Render Graph is a new rendering API available from Unity 6.0. In Unity 6.1, it is the only way of extending URP with custom rendering features. In this article, I will cover the basics of Render Graph API.
Despite the name, Render Graph isn’t a node-based visual editor – it’s a programming interface. Its name originated from how it stores the data about the render pipeline. This new programming API works by implementing custom rendering “nodes” and adding them to the Render Graph.
Why Unity needed Render Graph in the first place.
Before Render Graph came in, I used ScriptableRenderPasses
in URP, where I implemented most of the rendering logic imperatively using various methods. While this approach gave us programmers a lot of freedom, it completely broke down at scale. Larger projects became fragile and hard to debug. There was no organized way to store references to the GPU resources, which resulted in a tremendous mess when we needed to access many resources used by URP or different rendering features, the maintenance cost was high. While URP source code and different rendering features started to grow, no uniform way of managing resources became the most significant source of code spaghettification. Do you need an access to the ColorBuffer? Fine – override ScriptableRendererFeature.SetupRenderPasses(...)

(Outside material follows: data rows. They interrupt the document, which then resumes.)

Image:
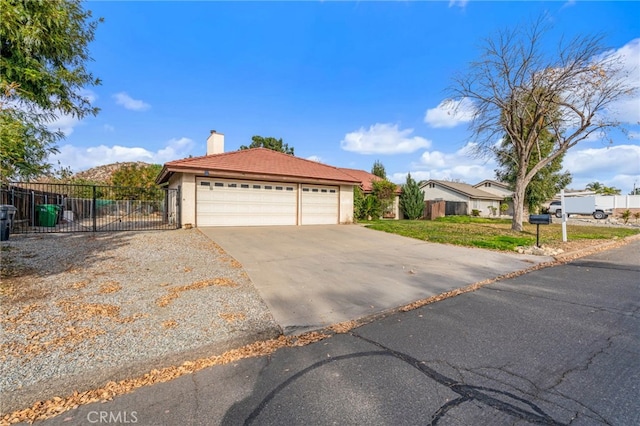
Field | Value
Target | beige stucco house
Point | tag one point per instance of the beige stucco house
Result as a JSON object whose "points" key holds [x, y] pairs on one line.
{"points": [[476, 199], [256, 187], [498, 188]]}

and get it there. Do you need to access a GBuffer? I hope you like System.Reflection
and internal hacks.

Since Vulkan and DirectX12, a programmer is responsible for allocating and managing GPU memory using the graphics API. There is a lot of planning, pipeline state caching, and resource reusing. Render Graph API makes this much easier to handle as it introduces declarative scheduling, automatic resource lifetime management and GPU-aware optimizations, like pass culling and tile-based rendering.
Render Graph Caveats
When the Render Graph becomes strong in larger projects, it has some caveats:
- Steep learning curve – the previous model was more imperative and less restricted, while the new one is more declarative and requires the developer to better understand rendering concepts like pass culling and resource management.

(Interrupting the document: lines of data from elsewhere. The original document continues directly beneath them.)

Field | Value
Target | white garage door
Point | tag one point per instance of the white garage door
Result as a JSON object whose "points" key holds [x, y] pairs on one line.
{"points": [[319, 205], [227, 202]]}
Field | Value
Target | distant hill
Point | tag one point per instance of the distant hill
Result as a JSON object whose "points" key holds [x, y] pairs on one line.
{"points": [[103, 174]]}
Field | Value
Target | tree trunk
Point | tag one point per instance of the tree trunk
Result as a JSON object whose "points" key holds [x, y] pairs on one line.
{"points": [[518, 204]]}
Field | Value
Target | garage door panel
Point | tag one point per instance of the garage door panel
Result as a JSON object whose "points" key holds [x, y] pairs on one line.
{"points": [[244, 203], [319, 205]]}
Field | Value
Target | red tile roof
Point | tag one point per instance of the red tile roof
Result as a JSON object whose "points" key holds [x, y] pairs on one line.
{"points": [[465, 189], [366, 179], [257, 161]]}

- Debugging complexity – The graph is compiled and optimized under the hood. It is harder to debug rendering issues, often it is just a guessing nightmare with manual checking of all the dependencies. Render Graph lacks the basic debugging tools. We have Render Graph Viewer, but it helps only when everything already works fine.
- For simpler effects, it is boilerplate-heavy and may be unintuitive. Blitting and drawing a single mesh now requires four levels of ceremony.
- Performance implications – Pass merging and tile-based rendering are great, but declarative scheduling makes fine-tuned control harder.
How to use Render Graph?
Programming with RenderGraph API requires us to create custom rendering nodes, called Passes and add them into a Render Graph. To familiarize yourself with the concept, I analyzed how I create a custom node using visual tools like Shader Graph. In case of creating a Custom Function node in the Shader graph, I need to:
- Create the node
- Define inputs.
- Define outputs.
- Define a function that creates outputs from the inputs.
- Connect the node somewhere in the graph – find the resources I want to use.


When programming with Render Graph API, all those steps are done using the C# code in the ScriptableRenderPass.
In the next section, I will describe how to do that.
How I implemented my first render graph node!
I will implement a basic render feature to draw a mesh into a screen using a material. The setup for the ScriptableRendererFeature
and pass is identical to the old URP system — nothing new.
using UnityEngine;
using UnityEngine.Rendering.Universal;
using UnityEngine.Rendering.RenderGraphModule;
using UnityEngine.Rendering;
// This class is responsible for injecting the render feature into the URP renderer.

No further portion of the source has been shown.